ESPN.com's Michael Rothstein published a story last Friday about Detroit Lions wide receiver Ryan Broyles, highlighting the player's steadfast approach toward long-term financial security.
Rothstein's piece focuses on the figure of $60,000—a mark Broyles notes as his "give or take" annual expenditure target for lodging, food, entertainment and living expenses for him, his wife and newborn.
For many, it's not exactly a "roughing it" figure. But for a professional football player on a four-year, $3.6 million contract ($1.42 million guaranteed), it's living well within his means.
"I studied as much as I could," Broyles told Rothstein, explaining how an NFL rookie symposium made him think about his financial future. "Talked to people wealthier than me, smarter than me. So that definitely helps."
After plotting out a number that would let him live comfortably in the interim, Broyles began investing money and spending on things any other young, workaday father might. He and his wife drive Mazdas, and the Broyles still have the 2005 Chevy TrailBlazer he took to college.
"Then you know how much you can invest, how risky you can be," Broyles said. "When I was hitting the same budget over three, four, five months, it was all right. This is what your budget is and I had some spending money."
Broyles immersed himself in the financial world. In March, he went to Washington, D.C., with New Orleans running back Mark Ingram to speak to students about financial planning. He worked with VISA and the NFL on promoting a Financial Football video game in classrooms to help teach financial security and planning in both D.C. and his home state of Oklahoma.
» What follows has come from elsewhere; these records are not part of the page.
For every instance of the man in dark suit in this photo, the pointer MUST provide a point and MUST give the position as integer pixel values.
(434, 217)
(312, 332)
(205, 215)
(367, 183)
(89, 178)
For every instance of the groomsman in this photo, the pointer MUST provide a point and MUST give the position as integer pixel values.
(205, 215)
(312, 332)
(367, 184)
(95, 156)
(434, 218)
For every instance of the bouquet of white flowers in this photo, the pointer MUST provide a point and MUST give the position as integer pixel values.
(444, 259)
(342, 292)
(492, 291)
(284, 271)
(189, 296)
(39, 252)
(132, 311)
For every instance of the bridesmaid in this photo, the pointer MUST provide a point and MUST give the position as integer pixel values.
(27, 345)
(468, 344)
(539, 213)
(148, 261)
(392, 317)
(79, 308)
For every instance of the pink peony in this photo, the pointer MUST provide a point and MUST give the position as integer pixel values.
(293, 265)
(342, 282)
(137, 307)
Broyles' groundwork for life after football could come into play sooner rather than later, due to a series of injuries that have left him on the fringes of the game since the Lions drafted him in the second round in 2012.
The 27-year-old wideout suffered a torn left ACL in 2011 while at Oklahoma, a right ACL tear in 2012 and a ruptured Achilles tendon in 2013. Through three NFL seasons, he's played in 21 games and recorded 32 catches, notching just two grabs in 2014.
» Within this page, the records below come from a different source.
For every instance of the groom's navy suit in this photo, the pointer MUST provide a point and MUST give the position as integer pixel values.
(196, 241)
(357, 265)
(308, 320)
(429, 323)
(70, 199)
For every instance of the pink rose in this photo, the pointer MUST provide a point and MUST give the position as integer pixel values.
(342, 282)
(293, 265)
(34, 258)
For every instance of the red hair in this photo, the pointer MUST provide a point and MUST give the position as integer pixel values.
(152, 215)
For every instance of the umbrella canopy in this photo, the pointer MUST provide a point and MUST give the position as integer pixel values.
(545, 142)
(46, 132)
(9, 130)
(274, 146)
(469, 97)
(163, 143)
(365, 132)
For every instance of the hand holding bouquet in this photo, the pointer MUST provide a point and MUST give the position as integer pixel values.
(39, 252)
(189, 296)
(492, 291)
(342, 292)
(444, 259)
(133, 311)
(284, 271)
But as Broyles told the Detroit Free Press' Carlos Monarrez at training camp last week, he's ready to put health issues behind him and take the next step.
"I hate the health question," Broyles said. "I've gotten that so many years. I feel good where I am. I'm excited about this coming year... that I can play at this level."
No matter how it pans out, Broyles is more prepared than most non-marquee players for any contingencies that could beset his path.